尖閣諸島をめぐって日本と中国との間で対立と緊張が高まり、深刻な事態が続いています。こうした中で、先週9月20日わが党は、政府に対して提案と申し入れを行いました。その主な内容は、尖閣諸島の問題を解決するためには、政府がとってきた「領土問題は存在しない」という立場をあらため、領土に係わる紛争問題が存在することを正面から認め、冷静で理性的な外交交渉によって、日本の領有の正当性を堂々と主張し、解決を図るという立場に立つべきだというものです。
翌日21日には、わが党の志位委員長が駐日中国大使と会談を行いました。この中で、志位委員長は、尖閣諸島に対する日本の領有権の正当性を主張するとともに、両国間に領土に関する紛争問題が存在するという立場に立って、冷静で理性的な外交交渉を通じて問題の解決を図ることが必要であることを述べました。
そもそも、尖閣諸島について、日本の領有は歴史的にも国際法上も正当であります。中国側は、この島は、台湾に付属する中国固有の領土であり、日清戦争に乗じて日本が不当に奪ったものだとしています。しかし、この主張は、あたらず、しかも、中国は、1895から1970年までの75年間、一度も異議も抗議も行ってきませんでした。従って、日本政府が、尖閣諸島の領有の歴史上、国際法上の正当性について、国際社会および中国政府に対して、理をつくして主張することが求められてきました。

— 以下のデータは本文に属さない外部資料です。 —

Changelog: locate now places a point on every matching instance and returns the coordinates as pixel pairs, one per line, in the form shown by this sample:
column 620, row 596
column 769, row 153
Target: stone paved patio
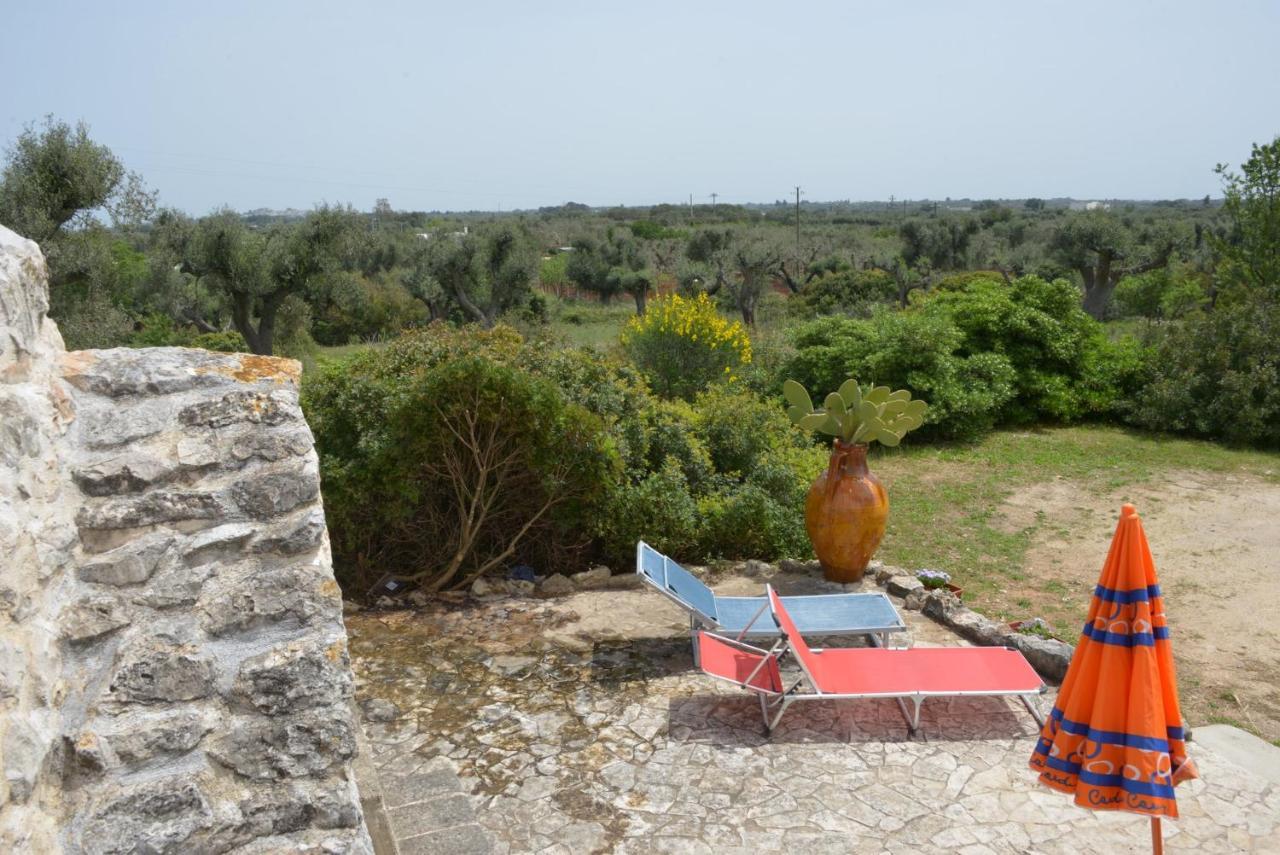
column 577, row 726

ところが、歴代政府は、「領土問題は存在しない」と繰り返すだけで、1972年の日中国交正常化交渉や、1978年の日中平和友好条約締結の際にも、この問題を「棚上げ」してきました。このことによって、領土に関する紛争問題が存在することを認めておきながら、その後、「領土問題は存在しない」として、尖閣諸島の領有の正当性について理を尽くして主張したことはありませんでした。反論を行えば、「領土問題の存在を認める」ことになるからという自己矛盾に陥ってきました。結局、「領土問題は存在しない」という立場は一見すると「強い」ように見えても、そのことによって、日本の立場の主張もできず、中国側の主張への反論もできないという点で日本の立場を弱いものにしています。
尖閣諸島の問題を解決するためには領土問題に関わる紛争問題が存在することを正面から認め、冷静で理性的な外交交渉によって、日本の領有の正当性を堂々と主張し、解決を図るべきです。

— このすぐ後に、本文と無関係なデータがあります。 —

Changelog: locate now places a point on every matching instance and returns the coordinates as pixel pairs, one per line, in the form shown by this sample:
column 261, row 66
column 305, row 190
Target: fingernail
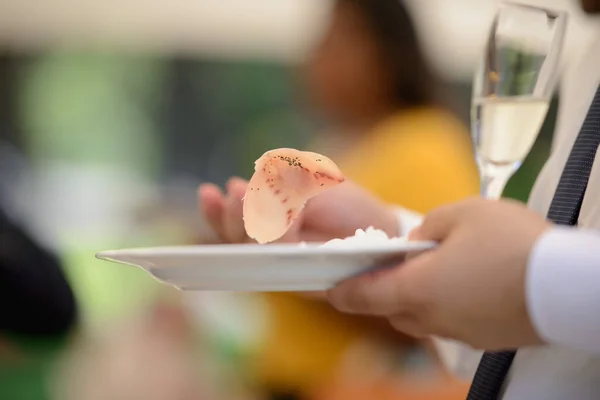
column 415, row 234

竹島については、日本政府が1905年1月に日本領として島根県に編入しており、これまで領有権を主張してきたことには歴史的に根拠があります。同時に、この編入は日本が韓国を武力で植民地化していく過程で行われており、編入当時、韓国の外交権は奪われていたことを考慮して、韓国の主張をしっかり検討する姿勢が求められます。韓国の李明博大統領の竹島上陸は、日韓両国の緊張を高める行動であり、大変遺憾です。天皇の訪韓条件として日本植民地統治時代の独立運動家への謝罪を求めた大統領発言は、「不適切」と言わざるをえません。今の天皇は憲法上、政治的権能をもっていません。日本政府に対する植民地支配の精算要求ではなく、その謝罪を天皇に求めること自体、筋違いです。
韓国側にとって、竹島問題は日本による侵略の象徴であり、話し合いすら拒否する要因となっています。日本政府が韓国併合への反省に立ち、歴史的事実をつきあわせ、問題の解決を図らなければなりません。
領土問題の解決は、政府間の交渉のみならず、相手国の国民世論をも納得させるような対応が求められます。
緊張を激化させる行動や対応ではさらなる緊張を引き起こすだけで解決にはつながりません。相互の主権を尊重し、平和友好の精神を貫きながら冷静な外交交渉を計り、解決を図ることを強く求めるものです。 この意見書は、こうした立場と内容を国に求めるものであり、議員各位の賛同を求め、提案理由の説明を終わります。